Zum Hauptinhalt springen

Network Access Overview

Atrium's network access feature provides automated guest WiFi provisioning with full session lifecycle management. When a visitor checks in, they receive time-bound WiFi credentials. When they check out or their visit expires, their active WiFi sessions are terminated on the firewall.

This feature requires the Atrium Agent — an on-premises container that handles RADIUS authentication and firewall communication. Without an Agent, Atrium still generates WiFi credentials at check-in, but they won't authenticate against any network.

Three separate concerns

Network access in Atrium involves three distinct concerns with different reliability characteristics. Understanding this separation helps with troubleshooting and architecture decisions.

1. Authentication (RADIUS)

When a visitor's device connects to the guest WiFi network, the WiFi controller (access point, WLC) sends a RADIUS Access-Request to the Atrium Agent. The Agent checks the username and password against its voucher store and responds with Access-Accept or Access-Reject.

Reliability: High. The Agent keeps all active vouchers in memory. RADIUS authentication is fast (sub-millisecond) and doesn't depend on the Atrium Server being reachable at the moment of authentication.

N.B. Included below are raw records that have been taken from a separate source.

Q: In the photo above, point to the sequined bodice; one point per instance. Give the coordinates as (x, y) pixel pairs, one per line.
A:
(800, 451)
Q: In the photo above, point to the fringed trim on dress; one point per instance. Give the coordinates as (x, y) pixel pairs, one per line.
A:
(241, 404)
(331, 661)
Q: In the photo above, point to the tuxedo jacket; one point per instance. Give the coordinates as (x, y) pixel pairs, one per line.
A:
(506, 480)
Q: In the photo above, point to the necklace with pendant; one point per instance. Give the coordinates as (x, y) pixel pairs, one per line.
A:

2. Session tracking (IP mapping)

After authentication, the WiFi controller sends RADIUS Accounting messages to the Agent. These messages report the IP address assigned to the visitor's device. The Agent forwards this information to the Atrium Server, which maps IP addresses to visitors.

Reliability: Medium. Depends on the WiFi controller sending Accounting messages correctly. Some controllers don't send them, send them late, or use non-standard formats. IP mapping is useful for session termination and monitoring but isn't critical for basic WiFi access.

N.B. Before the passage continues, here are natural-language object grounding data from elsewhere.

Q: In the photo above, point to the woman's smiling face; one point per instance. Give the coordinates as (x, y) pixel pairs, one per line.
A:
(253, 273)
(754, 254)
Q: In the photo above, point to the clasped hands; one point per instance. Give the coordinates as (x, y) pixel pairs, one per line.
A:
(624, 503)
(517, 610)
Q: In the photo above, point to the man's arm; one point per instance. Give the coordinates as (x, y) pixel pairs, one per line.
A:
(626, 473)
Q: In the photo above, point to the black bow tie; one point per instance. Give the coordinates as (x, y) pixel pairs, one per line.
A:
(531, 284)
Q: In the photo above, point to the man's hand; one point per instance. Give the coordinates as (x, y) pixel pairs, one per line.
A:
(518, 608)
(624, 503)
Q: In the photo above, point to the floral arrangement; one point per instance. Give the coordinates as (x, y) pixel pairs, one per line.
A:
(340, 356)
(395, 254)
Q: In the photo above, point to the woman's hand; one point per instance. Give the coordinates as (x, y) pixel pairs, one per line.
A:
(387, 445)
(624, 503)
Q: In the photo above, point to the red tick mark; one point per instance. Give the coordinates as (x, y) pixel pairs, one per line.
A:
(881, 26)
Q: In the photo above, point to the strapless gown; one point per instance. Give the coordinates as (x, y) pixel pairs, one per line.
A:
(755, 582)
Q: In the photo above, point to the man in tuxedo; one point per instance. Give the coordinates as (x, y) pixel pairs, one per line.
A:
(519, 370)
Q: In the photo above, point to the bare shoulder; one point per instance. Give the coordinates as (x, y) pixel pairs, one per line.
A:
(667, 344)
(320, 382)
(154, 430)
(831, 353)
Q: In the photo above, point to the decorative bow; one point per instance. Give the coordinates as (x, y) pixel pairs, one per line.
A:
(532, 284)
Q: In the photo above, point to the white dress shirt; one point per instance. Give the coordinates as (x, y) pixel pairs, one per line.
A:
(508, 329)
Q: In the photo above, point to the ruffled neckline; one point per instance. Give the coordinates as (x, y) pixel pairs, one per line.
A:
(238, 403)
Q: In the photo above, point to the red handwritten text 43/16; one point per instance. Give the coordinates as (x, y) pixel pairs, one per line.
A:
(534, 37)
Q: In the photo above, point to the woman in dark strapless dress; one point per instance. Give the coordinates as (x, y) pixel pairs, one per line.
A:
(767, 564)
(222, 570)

3. Session termination (CoA / Disconnect-Message / vendor API)

When a visit ends, the Atrium Agent sends a disconnect command to the firewall to terminate the visitor's active WiFi sessions. This uses either RFC 5176 Change of Authorization (CoA) / Disconnect-Message (DM) or vendor-specific REST APIs, depending on the firewall.

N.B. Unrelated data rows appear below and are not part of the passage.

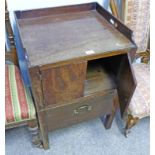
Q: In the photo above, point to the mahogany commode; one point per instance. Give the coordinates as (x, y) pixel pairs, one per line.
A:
(78, 58)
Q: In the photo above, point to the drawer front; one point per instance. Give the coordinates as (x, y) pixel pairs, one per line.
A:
(63, 83)
(86, 108)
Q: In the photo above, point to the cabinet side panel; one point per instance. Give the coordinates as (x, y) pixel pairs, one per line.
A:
(126, 83)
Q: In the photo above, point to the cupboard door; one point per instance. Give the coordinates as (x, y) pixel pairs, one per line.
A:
(126, 83)
(63, 83)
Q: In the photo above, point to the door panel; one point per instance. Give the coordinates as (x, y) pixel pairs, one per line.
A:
(63, 83)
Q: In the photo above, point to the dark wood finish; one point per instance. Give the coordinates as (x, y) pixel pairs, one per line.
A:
(109, 117)
(68, 29)
(66, 83)
(114, 8)
(11, 56)
(130, 122)
(78, 63)
(126, 83)
(82, 109)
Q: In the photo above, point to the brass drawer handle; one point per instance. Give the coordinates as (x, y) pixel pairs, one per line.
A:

Reliability: Best-effort. Firewall implementations of CoA/DM vary significantly between vendors. Messages can be dropped, ignored, or partially processed. Atrium tracks termination results and surfaces failures, but cannot guarantee instant session termination. The firewall's own session timeout provides a fallback.

Component diagram

┌─────────────────────────┐
│     Visitor Device       │
│  connects to guest WiFi  │
└────────────┬────────────┘
             │ WiFi association

┌─────────────────────────┐
│  WiFi Controller / AP    │
│  (customer infrastructure)│
└────┬──────────────┬──────┘
     │ RADIUS       │ RADIUS
     │ Access-Req   │ Accounting
     ▼              ▼
┌─────────────────────────┐      ┌──────────────────┐
│    Atrium Agent          │◄────►│  Atrium Server    │
│  • RADIUS server         │ WSS  │  • Voucher mgmt   │
│  • Session tracker       │      │  • Visit lifecycle │
│  • Firewall adapters     │      └──────────────────┘
└────────────┬────────────┘
             │ CoA/DM or
             │ vendor API

┌─────────────────────────┐
│    Customer Firewall     │
│  (Palo Alto / Fortinet / │
│   Cisco / Sophos)        │
└─────────────────────────┘

Voucher lifecycle

WiFi credentials (vouchers) follow a simple lifecycle:

  1. Created — When a visitor checks in, the server generates a voucher (username + password + TTL) and pushes it to the Agent.
  2. Active — The voucher is in the Agent's RADIUS store. The visitor can authenticate.
  3. Revoked — When the visit ends (check-out or expiry), the server sends a revocation command to the Agent. The voucher is removed from the RADIUS store. New authentication attempts are rejected.
  4. Expired — If a voucher's TTL expires (matching the visit's expected departure), it's cleaned up automatically.

For details, see Voucher Lifecycle.

What you need

To use Atrium's network access feature, you need:

  1. An Atrium Agent deployed on your local network (see Agent Deployment).
  2. Your WiFi controller configured to use the Agent as its RADIUS server.
  3. A firewall adapter configured for your firewall model (see Firewall Adapters).
  4. The wlan_guest_access entitlement enabled in your license tier.

Without the Agent, Atrium still displays WiFi credentials on the kiosk and dashboard, but they won't work on any network.